Otitis media with effusion (OME) is the most common cause of acquired hearing loss in children, characterised by chronic non-suppurative accumulation of fluid in the middle ear without acute inflammation (no fever, no severe otalgia). The key mechanism is Eustachian tube dysfunction (from adenoid hypertrophy, recurrent URTI, post-ASOM residual, cleft palate, or Down syndrome) creating negative intratympanic pressure, serous transudate, and eventual mucoid metaplasia producing the thick 'glue ear' fluid. Clinical presentation is a gradual hearing loss noticed by parents or teachers in an otherwise well child. Otoscopy shows a dull amber or grey-blue retracted TM with no erythema, possible air-fluid level, and absent cone of light — contrasting sharply with the hyperaemic bulging TM of ASOM. Tympanometry Type B (flat) curve is the key investigation. PTA shows mild to moderate conductive hearing loss with an air-bone gap.
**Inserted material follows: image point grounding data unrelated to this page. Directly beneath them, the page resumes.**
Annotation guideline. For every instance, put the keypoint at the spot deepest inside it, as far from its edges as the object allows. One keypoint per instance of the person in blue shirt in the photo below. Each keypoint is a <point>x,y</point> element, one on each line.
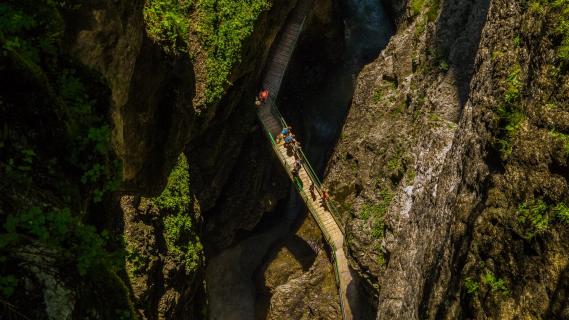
<point>285,131</point>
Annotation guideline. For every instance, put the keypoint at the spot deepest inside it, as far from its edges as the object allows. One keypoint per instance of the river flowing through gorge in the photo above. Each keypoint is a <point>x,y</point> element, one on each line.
<point>287,245</point>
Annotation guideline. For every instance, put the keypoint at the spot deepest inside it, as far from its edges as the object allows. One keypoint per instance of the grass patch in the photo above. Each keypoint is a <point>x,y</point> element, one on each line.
<point>564,138</point>
<point>416,6</point>
<point>532,216</point>
<point>536,217</point>
<point>377,212</point>
<point>562,213</point>
<point>511,117</point>
<point>177,203</point>
<point>168,23</point>
<point>497,285</point>
<point>472,286</point>
<point>223,26</point>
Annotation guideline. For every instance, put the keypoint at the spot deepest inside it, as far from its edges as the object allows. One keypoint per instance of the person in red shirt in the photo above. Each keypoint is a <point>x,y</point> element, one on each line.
<point>264,95</point>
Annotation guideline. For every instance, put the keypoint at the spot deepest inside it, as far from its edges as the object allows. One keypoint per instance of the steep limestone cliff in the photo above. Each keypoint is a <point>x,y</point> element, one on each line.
<point>93,122</point>
<point>452,165</point>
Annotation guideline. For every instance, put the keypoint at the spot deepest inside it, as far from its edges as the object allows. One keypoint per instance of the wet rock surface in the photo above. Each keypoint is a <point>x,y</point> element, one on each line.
<point>430,199</point>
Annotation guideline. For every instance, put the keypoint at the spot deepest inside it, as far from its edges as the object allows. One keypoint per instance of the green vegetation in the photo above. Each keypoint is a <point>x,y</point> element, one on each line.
<point>377,212</point>
<point>557,15</point>
<point>496,284</point>
<point>56,161</point>
<point>512,92</point>
<point>535,217</point>
<point>562,212</point>
<point>394,164</point>
<point>179,229</point>
<point>377,95</point>
<point>432,13</point>
<point>416,6</point>
<point>511,117</point>
<point>471,286</point>
<point>443,65</point>
<point>517,41</point>
<point>564,138</point>
<point>168,23</point>
<point>222,27</point>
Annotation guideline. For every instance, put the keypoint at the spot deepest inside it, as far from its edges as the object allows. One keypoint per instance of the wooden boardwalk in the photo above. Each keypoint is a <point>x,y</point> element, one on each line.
<point>273,122</point>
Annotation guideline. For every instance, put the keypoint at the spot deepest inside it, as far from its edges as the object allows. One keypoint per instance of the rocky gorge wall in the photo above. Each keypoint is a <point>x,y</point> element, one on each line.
<point>151,107</point>
<point>451,169</point>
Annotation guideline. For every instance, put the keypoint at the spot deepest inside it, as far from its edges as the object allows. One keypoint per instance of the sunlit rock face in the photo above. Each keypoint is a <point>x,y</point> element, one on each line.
<point>435,178</point>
In adults with unilateral OME, flexible nasendoscopy is mandatory to exclude nasopharyngeal carcinoma. Management is staged: watchful waiting for 3 months (most resolve spontaneously), hearing aid if surgery is not feasible, and myringotomy with grommet insertion (± adenoidectomy for recurrent cases in children ≥4 years) for persistent OME with significant hearing loss affecting development or school performance. High-risk groups (cleft palate, Down syndrome) may warrant early surgical intervention without the standard wait.

REFLECT

A mother brings her 4-year-old daughter for review 6 months after an episode of ASOM. She has had no further pain or fever but the child's nursery teacher has raised concerns about hearing and attention. Otoscopy shows bilateral dull amber retracted TMs. Tympanometry is Type B bilaterally. PTA (behavioural) shows a bilateral conductive hearing loss of 35 dB HL. Reflect on the following: Has the OME reached the threshold for surgical intervention, and what specific factors in this child's history and investigations influenced your decision? If the mother asks whether the grommets are truly necessary or whether the child could 'grow out of it,' how would you counsel her, balancing the evidence for spontaneous resolution against the developmental risk of another 3 months of 35 dB hearing loss? And what is the role of adenoidectomy at this operation — would you add it, and why?